Thursday, September 19, 2019
Colors :: Creative Writing Essays
Colors Emulsions are thin, gelatinous, light-sensitive coatings on film that react chemically to capture the color and shadings of a scene. Color film requires three layers of emulsions, typically cyan (a greenish blue), yellow, and magenta (a purplish red). As light passes through the layers, each emulsion records areas where its particular color appears in the scene. When developed, the emulsion releases dye that is the complementary color of the light recorded: blue light activates yellow dye, green light is magenta, and red light is cyan.(1) golden beer lemon (sickly) Sunflower caution banana (mourning) school-bus Yellow. In sixteenth century England yellow was a sign of mourning. Sunflowers are yellow- and there must have been lilies in the arrangement too, because I remember the smell of the hot-yellow pollen. Sunflowers are yellow, but I didn't know it then. In that lemon-meringue hospital room; sunflowers, for sunny, for sun. He was called Sonny (for son for Sunny: he who is built around an engine), and for a long time I thought it was spelled Sunny, and into the blue my sun fell one day and proved me right.

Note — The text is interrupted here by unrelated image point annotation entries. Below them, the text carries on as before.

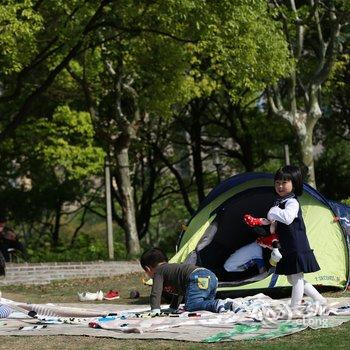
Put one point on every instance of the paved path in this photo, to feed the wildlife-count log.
(42, 273)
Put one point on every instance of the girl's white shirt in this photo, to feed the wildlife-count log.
(286, 215)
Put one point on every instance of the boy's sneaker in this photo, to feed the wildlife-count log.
(224, 305)
(112, 295)
(87, 296)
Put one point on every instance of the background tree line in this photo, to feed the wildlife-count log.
(157, 87)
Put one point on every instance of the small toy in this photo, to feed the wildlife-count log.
(134, 294)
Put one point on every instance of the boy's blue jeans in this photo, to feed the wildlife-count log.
(201, 290)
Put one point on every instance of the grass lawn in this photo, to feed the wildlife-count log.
(66, 291)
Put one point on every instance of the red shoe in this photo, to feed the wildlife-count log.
(267, 242)
(111, 295)
(252, 221)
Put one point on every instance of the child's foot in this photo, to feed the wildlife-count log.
(252, 221)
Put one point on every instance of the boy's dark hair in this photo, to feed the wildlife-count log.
(293, 173)
(152, 258)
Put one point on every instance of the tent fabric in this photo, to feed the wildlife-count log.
(217, 230)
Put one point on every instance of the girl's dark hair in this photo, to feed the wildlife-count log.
(293, 173)
(152, 258)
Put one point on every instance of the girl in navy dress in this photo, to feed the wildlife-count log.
(297, 256)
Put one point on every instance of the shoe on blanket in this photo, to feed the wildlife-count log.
(112, 295)
(87, 296)
(225, 305)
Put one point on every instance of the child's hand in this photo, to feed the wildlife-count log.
(273, 226)
(252, 221)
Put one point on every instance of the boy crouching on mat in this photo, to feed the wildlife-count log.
(196, 284)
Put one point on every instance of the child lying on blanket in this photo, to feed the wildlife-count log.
(197, 284)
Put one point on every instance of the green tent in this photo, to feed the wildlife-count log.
(218, 229)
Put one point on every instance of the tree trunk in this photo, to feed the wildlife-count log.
(56, 229)
(128, 207)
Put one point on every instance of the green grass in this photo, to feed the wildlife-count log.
(66, 291)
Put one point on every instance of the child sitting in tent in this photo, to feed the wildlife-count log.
(266, 240)
(197, 284)
(252, 254)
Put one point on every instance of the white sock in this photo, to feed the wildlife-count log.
(297, 282)
(312, 292)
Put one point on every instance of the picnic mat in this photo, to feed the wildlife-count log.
(256, 317)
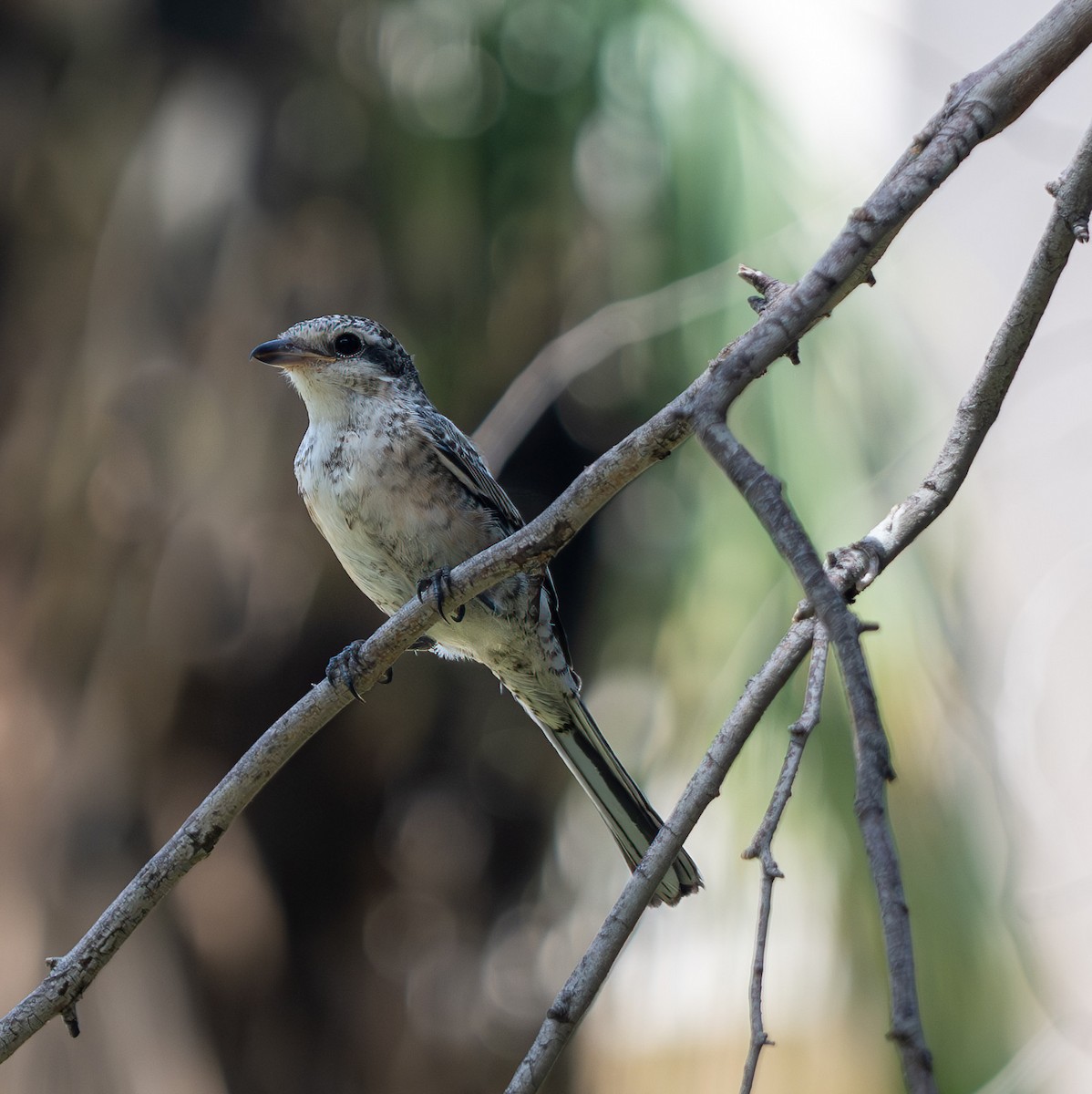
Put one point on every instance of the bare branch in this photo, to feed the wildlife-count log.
(583, 984)
(762, 847)
(979, 408)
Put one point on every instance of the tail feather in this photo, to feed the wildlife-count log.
(633, 820)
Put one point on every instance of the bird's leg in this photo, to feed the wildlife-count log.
(438, 583)
(345, 666)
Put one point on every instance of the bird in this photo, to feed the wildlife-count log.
(402, 496)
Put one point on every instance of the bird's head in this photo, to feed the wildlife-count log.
(339, 353)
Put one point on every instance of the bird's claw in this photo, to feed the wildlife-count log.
(438, 584)
(345, 666)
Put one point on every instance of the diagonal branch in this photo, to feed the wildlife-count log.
(762, 848)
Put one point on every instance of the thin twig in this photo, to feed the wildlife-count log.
(574, 998)
(763, 492)
(760, 847)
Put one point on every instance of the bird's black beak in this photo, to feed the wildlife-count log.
(284, 354)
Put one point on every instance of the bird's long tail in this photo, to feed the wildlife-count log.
(633, 820)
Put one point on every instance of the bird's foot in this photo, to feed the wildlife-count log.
(438, 584)
(345, 667)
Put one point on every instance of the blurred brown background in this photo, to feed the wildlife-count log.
(180, 181)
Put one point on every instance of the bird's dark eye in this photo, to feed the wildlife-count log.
(347, 345)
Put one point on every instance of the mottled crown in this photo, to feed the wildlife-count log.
(327, 335)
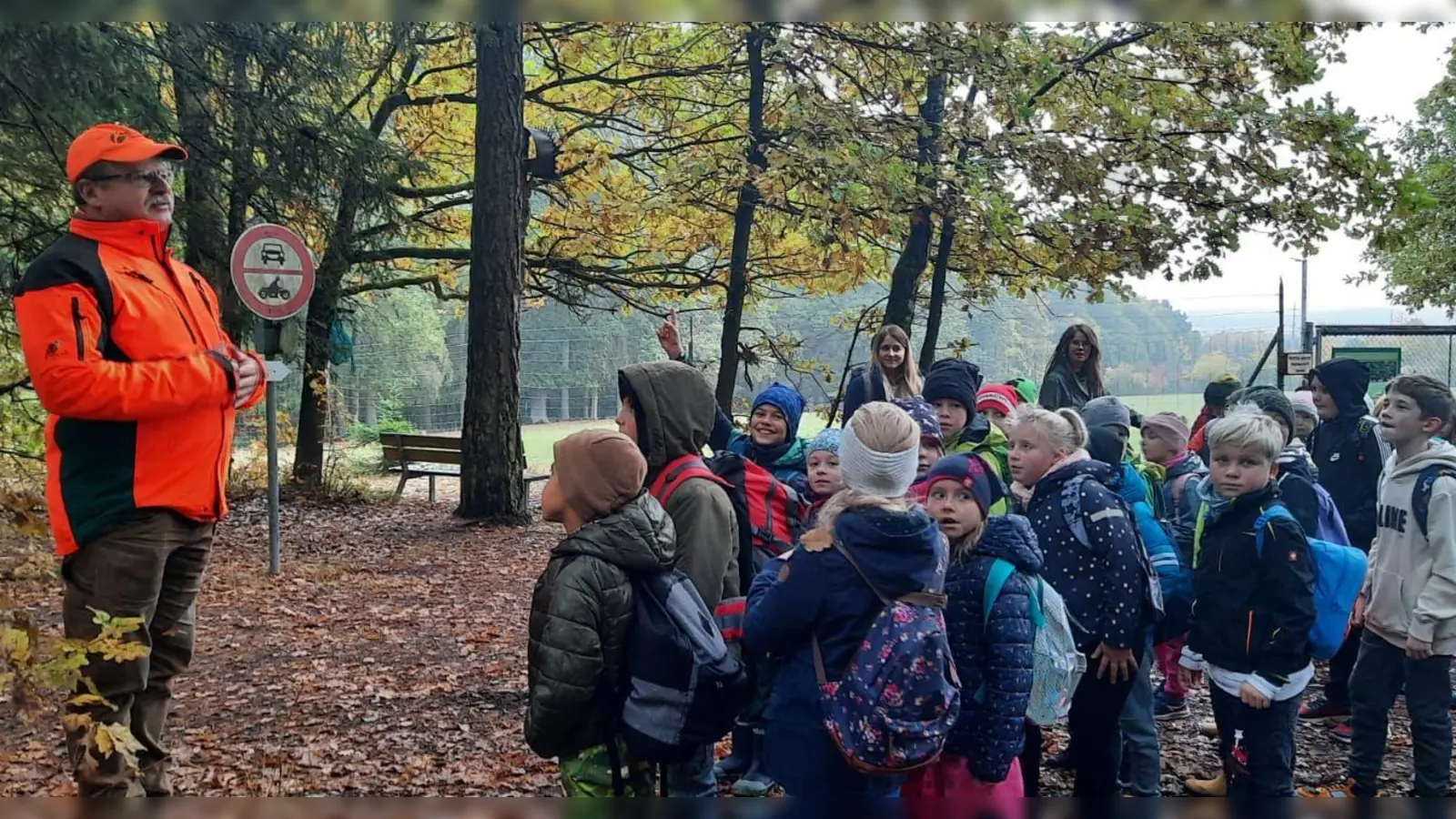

I belong to this Sunny, whose light was so strong people flocked to him - he saw through them to them, I belong to this Sonny who had enough heart (engine red and strong,) to keep up old arguments while his eyes yellowed and that paper thin hospital gown became thinner, the thin oxygen tubes terribly distracting from his face (though he wasn't thin - he had been gorging himself to save us from watching him fade.) He had put me in charge of taking care of the (sun)flower arrangement and my hear t broke (like rays of sun, fragmented) as I poured the golden water down the drain and threw the dying flowers out. (We still have the vase at home. It was useless and too necessary.) Over and over, in my mind, I trot up the aging stairs in our house. I hear a voice chanting, "I'mgonedieI'mgonedieI'mgonedie" and I see him lying splayed out on the cyan bedspread in that egg-shell room and I want to scream, "Heywhat'suphowwasyourday?" The baseball game (thick with silence) is playing on the walls and ceiling at sickly angles and I want to whisper, "Sowho' swinning?" I want to disappear. I go into my room and I close my head and I search for a cardboard box (ripping through piles of paper inside myself), something to put him in before.